O PRESÉPIO DE GRECCIO. E ainda algumas «tensões bipolares», que por sua vez mereceriam um aprofundamento. É sugestiva, por exemplo, a afirmação de um princípio que parece ultrapassar a física: o tempo é superior ao espaço. No sentido de que o espaço é o limite, enquanto o tempo é o horizonte final. «Os cidadãos vivem em tensão entre a conjuntura do momento e a luz do tempo, do horizonte maior, da utopia que nos abre ao futuro como causa final que atrai». Este é «um princípio para progredir na construção de um povo». E acrescenta: «Um princípio que permite trabalhar a longo prazo, sem a obsessão pelos resultados imediatos». E aqui abre um raciocínio que parece fazer lembrar uma outra tensão bipolar, identificada por don Luigi Giussani há alguns anos, a da hegemonia e da presença. Porque «dar prioridade ao tempo é ocupar-se mais com iniciar processos do que possuir espaços». Depois duma esplêndida citação de Romano Guardini, surge a citação evangélica: «A parábola do trigo e do joio (cf. Mt 13, 24-30) descreve um aspecto importante da evangelização, que consiste em mostrar como o inimigo pode ocupar o espaço do Reino e causar dano com o joio, mas é vencido pela bondade do trigo que se manifesta com o tempo». E depois outras, também muito familiares, como «a realidade é superior à ideia», ou «o todo é superior às partes».

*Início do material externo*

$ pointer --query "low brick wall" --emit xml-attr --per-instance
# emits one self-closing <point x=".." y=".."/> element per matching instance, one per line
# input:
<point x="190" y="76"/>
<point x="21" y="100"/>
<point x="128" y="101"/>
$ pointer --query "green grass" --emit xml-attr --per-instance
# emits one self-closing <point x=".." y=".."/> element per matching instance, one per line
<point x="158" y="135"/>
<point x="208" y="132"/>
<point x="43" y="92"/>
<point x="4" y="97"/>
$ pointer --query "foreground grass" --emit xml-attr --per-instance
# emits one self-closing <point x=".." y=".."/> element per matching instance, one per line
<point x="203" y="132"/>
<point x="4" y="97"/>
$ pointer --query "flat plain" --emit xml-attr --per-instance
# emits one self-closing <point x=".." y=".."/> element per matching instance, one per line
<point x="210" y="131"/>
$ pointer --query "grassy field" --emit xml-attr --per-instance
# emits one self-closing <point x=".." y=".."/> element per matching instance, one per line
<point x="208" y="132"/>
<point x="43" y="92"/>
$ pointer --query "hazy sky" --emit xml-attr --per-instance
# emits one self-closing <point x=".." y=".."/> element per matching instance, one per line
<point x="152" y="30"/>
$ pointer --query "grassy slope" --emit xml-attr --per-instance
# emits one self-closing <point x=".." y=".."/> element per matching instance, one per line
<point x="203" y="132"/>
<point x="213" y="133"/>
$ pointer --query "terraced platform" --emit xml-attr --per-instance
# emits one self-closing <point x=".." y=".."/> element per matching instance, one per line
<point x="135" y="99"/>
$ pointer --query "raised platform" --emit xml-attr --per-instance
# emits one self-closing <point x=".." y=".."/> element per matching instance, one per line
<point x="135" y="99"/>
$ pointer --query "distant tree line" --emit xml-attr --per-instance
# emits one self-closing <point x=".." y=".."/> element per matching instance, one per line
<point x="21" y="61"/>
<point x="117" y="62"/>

Michael Gerson escreveu no Washington Post, comentando a Exortação: «Francisco está a demonstrar que a fé cristã não é uma ideologia, mas ajuíza todas a ideologias, incluindo aquelas que se justificam em nome da liberdade. Não deveria surpreender no tempo do Natal, dada a revolução que chegou, inesperadamente, entre os humildes e dos pobres».

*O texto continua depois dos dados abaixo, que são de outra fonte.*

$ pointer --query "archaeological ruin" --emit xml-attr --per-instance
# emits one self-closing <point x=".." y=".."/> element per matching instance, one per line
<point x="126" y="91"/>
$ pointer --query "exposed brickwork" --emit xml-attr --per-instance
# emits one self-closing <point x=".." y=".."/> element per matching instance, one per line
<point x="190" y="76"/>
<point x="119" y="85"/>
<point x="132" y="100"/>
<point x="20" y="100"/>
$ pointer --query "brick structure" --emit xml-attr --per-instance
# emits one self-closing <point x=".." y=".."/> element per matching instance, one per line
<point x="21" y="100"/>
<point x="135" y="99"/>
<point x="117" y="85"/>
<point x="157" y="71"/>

Não é por acaso que foi precisamente São Francisco que inventou o Presépio em Greccio. Para recordar aos homens do seu tempo que a pobreza era o carácter fundamental daquele extraordinário acontecimento histórico. O primeiro Papa da história que tomou o seu nome enquanto sucessor de Pedro, escreve hoje: «Todo o caminho da nossa redenção está assinalado pelos pobres. Esta salvação veio até nos através do “sim” duma jovem humilde, duma pequena povoação perdida na periferia dum grande império. O Salvador nasceu num presépio, entre os animais, como sucedia com os filhos dos mais pobres; foi aposentado no Templo com dois pombinhos, a oferta de quem não podia permitir-se pagar um cordeiro (cf Lc 2,24; Lv 5,7); cresceu num lar de simples trabalhadores e trabalhou com as suas mãos para ganhar o pão».